For chrissake, just make up an analysis already! We have a lab here to run, y’know?

Ben Hyde sends along this:

Stuck in the middle of the supplemental data, reporting the total workup for their compounds, was this gem:

Emma, please insert NMR data here! where are they? and for this compound, just make up an elemental analysis . . .

I’m reminded of our recent discussions of coauthorship, where I argued that I see real advantages to having multiple people taking responsibility for the result. Jay Verkuilen responded: “On the flipside of collaboration . . . is diffusion of responsibility, where everybody thinks someone else ‘has that problem’ and thus things don’t get solved.” That’s what seems to have happened (hilariously) here.

10 thoughts on “For chrissake, just make up an analysis already! We have a lab here to run, y’know?

  1. I’m guessing his excuse will be a lack of command over English and “make up” was used as “do” or “run” or “prepare”.

    • I guess you could be right. Being a German native speaker myself
      (as probably the author of the note), I first read this “make up”
      expression as meaning “perform” or something like that, before I
      became aware that this is a kind of false friend and does mean
      something very different indeed.

    • You may be right that this will be the excuse, but the word “just” really belies this possibility, in this context it clearly means “instead of actually performing it” and I don’t think a non-native speaker who intended the phrase to mean “perform the elemental analysis” would have used the word just.

      • Hmm…I’m no native speaker but still couldn’t someone say “Arghh! Just go and make the piping longer like he wanted!” or “Why don’t you just make those damn changes and get rid of him” or “Just do whatever it takes to make him happy” something like that?

        PS. I’m not naive enough to believe that’s what he meant! :)

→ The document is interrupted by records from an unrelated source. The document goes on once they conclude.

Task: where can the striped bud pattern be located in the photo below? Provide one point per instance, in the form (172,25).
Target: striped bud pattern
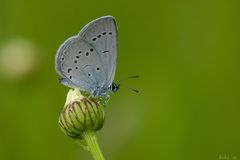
(80,115)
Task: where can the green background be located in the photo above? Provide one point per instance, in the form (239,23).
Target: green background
(186,52)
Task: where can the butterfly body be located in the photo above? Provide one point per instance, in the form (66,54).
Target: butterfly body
(88,60)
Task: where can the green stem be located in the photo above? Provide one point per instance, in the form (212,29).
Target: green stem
(91,140)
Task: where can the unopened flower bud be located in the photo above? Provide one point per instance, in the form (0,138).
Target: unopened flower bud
(80,114)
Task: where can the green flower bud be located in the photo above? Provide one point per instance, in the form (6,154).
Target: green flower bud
(80,114)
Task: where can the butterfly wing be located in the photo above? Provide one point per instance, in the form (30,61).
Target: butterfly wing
(79,65)
(102,35)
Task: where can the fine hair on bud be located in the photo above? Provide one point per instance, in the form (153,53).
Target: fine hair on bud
(79,115)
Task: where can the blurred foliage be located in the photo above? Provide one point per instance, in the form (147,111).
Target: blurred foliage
(186,52)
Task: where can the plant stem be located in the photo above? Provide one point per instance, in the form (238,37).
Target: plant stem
(91,140)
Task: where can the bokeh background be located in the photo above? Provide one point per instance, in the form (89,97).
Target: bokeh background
(186,52)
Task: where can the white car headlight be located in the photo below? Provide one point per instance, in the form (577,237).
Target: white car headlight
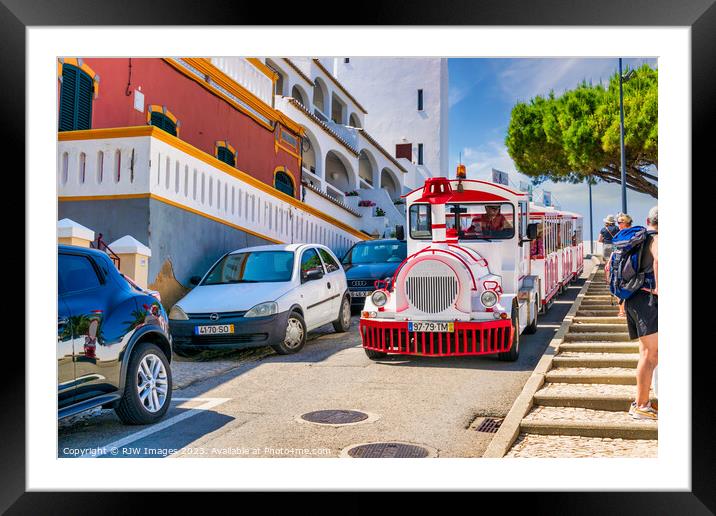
(177,314)
(379,297)
(488,298)
(263,309)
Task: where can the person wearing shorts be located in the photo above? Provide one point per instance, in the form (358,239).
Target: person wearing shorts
(606,234)
(642,313)
(623,221)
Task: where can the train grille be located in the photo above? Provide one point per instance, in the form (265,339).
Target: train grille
(431,294)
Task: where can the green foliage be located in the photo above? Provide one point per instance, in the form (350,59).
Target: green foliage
(576,136)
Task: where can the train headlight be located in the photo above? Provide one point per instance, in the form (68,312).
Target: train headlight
(379,298)
(488,298)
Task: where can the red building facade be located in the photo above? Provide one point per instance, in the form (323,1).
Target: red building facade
(205,107)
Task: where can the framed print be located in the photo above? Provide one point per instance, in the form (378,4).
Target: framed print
(289,247)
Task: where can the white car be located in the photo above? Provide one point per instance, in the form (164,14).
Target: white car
(270,295)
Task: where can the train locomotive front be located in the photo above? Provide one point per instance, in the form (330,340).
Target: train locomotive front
(465,287)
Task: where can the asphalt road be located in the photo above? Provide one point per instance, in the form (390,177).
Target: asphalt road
(254,409)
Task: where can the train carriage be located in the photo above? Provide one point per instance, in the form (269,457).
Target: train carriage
(546,253)
(466,287)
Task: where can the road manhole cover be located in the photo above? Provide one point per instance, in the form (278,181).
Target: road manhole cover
(335,417)
(388,451)
(490,425)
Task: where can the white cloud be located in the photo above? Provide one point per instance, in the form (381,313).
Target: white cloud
(606,198)
(523,79)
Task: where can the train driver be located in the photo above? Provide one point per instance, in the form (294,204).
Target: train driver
(494,221)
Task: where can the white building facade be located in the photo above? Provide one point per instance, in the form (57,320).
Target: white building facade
(351,145)
(408,102)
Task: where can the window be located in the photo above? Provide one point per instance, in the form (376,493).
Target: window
(252,267)
(76,95)
(284,183)
(75,273)
(225,154)
(481,221)
(310,262)
(372,252)
(523,219)
(404,150)
(163,122)
(420,222)
(328,261)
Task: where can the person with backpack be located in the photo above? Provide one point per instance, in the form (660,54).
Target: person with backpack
(633,272)
(607,234)
(623,221)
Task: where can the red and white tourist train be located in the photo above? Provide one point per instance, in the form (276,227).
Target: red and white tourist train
(557,253)
(478,270)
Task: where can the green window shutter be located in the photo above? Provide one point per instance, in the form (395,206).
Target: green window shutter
(163,122)
(76,94)
(283,183)
(225,155)
(85,92)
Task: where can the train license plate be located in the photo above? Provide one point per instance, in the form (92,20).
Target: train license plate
(214,329)
(429,326)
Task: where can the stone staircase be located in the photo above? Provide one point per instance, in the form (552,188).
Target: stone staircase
(581,409)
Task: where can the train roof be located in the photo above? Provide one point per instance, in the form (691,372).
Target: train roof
(445,190)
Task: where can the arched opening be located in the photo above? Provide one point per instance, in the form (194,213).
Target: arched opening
(338,110)
(309,153)
(389,183)
(320,92)
(281,80)
(300,95)
(338,175)
(283,182)
(366,167)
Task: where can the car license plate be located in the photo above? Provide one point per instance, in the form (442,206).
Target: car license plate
(215,329)
(429,326)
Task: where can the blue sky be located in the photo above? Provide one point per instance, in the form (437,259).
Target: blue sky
(481,95)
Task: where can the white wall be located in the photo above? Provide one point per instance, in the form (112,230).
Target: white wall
(388,89)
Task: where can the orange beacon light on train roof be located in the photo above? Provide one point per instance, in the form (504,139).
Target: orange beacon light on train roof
(461,172)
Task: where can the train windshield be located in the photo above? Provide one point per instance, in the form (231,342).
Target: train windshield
(484,221)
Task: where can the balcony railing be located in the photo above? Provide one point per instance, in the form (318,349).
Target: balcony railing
(144,161)
(247,75)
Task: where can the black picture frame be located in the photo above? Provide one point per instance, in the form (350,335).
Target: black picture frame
(700,15)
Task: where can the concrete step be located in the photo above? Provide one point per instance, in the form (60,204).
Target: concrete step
(596,336)
(571,359)
(574,446)
(585,422)
(598,320)
(585,395)
(600,347)
(581,327)
(602,375)
(601,312)
(589,301)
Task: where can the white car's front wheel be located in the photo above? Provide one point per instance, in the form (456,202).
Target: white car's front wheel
(295,337)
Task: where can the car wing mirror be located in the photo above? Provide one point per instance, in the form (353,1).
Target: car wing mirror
(312,274)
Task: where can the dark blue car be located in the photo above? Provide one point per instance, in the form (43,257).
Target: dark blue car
(369,261)
(113,342)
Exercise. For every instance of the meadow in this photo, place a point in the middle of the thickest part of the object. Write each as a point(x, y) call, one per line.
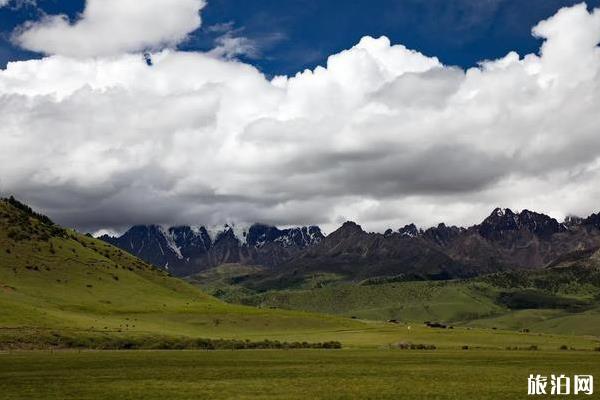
point(63, 294)
point(280, 374)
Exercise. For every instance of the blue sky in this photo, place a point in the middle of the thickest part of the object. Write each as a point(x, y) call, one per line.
point(289, 36)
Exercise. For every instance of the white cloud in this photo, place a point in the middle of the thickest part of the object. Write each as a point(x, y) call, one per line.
point(109, 27)
point(381, 134)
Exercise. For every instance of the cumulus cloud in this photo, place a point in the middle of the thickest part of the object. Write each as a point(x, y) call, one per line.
point(109, 27)
point(381, 134)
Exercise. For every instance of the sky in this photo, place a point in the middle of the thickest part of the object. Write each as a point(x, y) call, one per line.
point(121, 112)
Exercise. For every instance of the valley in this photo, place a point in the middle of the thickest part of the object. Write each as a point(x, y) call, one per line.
point(68, 301)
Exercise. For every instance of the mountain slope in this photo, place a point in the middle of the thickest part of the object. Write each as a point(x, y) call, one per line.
point(185, 250)
point(56, 280)
point(505, 240)
point(563, 298)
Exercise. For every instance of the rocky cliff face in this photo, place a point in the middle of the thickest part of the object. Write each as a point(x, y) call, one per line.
point(185, 250)
point(504, 240)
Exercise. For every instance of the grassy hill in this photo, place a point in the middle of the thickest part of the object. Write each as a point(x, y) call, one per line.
point(61, 288)
point(562, 299)
point(55, 281)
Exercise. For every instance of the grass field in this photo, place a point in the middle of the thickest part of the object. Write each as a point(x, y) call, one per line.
point(559, 300)
point(60, 289)
point(295, 374)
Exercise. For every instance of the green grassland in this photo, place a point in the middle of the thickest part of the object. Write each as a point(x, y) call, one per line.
point(563, 300)
point(297, 374)
point(60, 289)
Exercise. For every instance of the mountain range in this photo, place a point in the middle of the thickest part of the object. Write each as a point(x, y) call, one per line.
point(505, 240)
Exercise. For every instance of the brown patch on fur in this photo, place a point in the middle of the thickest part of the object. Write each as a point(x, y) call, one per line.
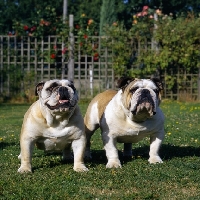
point(127, 94)
point(104, 99)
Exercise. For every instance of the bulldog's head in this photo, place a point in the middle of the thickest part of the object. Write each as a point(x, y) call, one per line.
point(140, 97)
point(57, 95)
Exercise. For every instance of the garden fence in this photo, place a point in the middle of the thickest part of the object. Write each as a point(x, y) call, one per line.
point(25, 61)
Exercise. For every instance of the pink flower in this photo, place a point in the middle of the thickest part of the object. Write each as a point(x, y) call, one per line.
point(145, 8)
point(64, 50)
point(53, 56)
point(26, 28)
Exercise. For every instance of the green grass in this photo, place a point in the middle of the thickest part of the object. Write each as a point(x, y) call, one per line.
point(177, 178)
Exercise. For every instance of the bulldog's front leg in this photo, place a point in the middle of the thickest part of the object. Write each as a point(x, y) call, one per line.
point(78, 147)
point(111, 152)
point(27, 146)
point(155, 143)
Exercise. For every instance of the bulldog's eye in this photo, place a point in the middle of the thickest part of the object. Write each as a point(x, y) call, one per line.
point(156, 91)
point(132, 90)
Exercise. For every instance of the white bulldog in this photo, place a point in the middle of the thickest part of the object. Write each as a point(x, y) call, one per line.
point(127, 116)
point(53, 123)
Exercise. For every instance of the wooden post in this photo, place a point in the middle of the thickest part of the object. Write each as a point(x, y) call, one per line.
point(71, 49)
point(63, 43)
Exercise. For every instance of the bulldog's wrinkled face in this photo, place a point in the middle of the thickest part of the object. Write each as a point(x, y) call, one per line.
point(141, 97)
point(57, 95)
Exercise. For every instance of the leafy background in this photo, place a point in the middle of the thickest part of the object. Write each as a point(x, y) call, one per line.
point(177, 178)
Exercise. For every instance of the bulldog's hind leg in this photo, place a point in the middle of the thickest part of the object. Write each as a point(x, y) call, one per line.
point(78, 147)
point(155, 143)
point(127, 150)
point(27, 146)
point(111, 152)
point(67, 155)
point(89, 132)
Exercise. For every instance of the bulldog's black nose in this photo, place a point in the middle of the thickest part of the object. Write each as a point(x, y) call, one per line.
point(145, 91)
point(64, 94)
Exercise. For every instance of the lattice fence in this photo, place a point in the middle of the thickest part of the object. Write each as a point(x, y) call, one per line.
point(25, 61)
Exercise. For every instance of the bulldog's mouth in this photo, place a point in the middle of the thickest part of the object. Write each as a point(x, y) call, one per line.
point(64, 100)
point(64, 104)
point(145, 105)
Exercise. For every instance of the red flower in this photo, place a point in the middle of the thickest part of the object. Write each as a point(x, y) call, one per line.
point(145, 8)
point(33, 28)
point(77, 26)
point(64, 50)
point(96, 56)
point(26, 28)
point(90, 21)
point(53, 56)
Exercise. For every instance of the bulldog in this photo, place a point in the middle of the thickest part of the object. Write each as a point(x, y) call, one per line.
point(127, 116)
point(53, 123)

  2. As we follow this story, let’s remember to pass out generous portions of blame to the Editors and Referees too. In most debates regarding the utility of professional Journals, they have us believe that professional proofreading is one of the value additions they have to offer. Sigh.

    PS. Yes, I know this was in the Supplementary Info.

    • A side-note on the utility of journals and the value they are supposed to add:

      Not only do journals not proofread, they can even mangle camera-ready copy. I once delivered a LaTeXed camera-ready paper to Springer, and they managed to introduce a typo in *first word* of the title:

      http://link.springer.com/article/10.1023/A:1025480005462

      You have to actually go into the .tex file to introduce a typo into the title.

      • Oooh, that hurts – really obfuscates the meaning. Do people cite it using the published title? Couldn’t you get them to correct it?

        • It was 10 years ago; I was young (academically anyway). I didn’t think I could just ask them to fix it.

  3. For non-chemists reading, it’s important to note that elemental analyses are notoriously finicky, and only give really excellent agreement with well-behaved compounds; the structure in this case is likely to be a real beast in this regard. People sometimes submit duplicate batches to multiple vendor labs hoping one will be consistent with the expected. This fact makes it quite certain that the ‘just’ and ‘make up’ aren’t just strange syntax/language issues.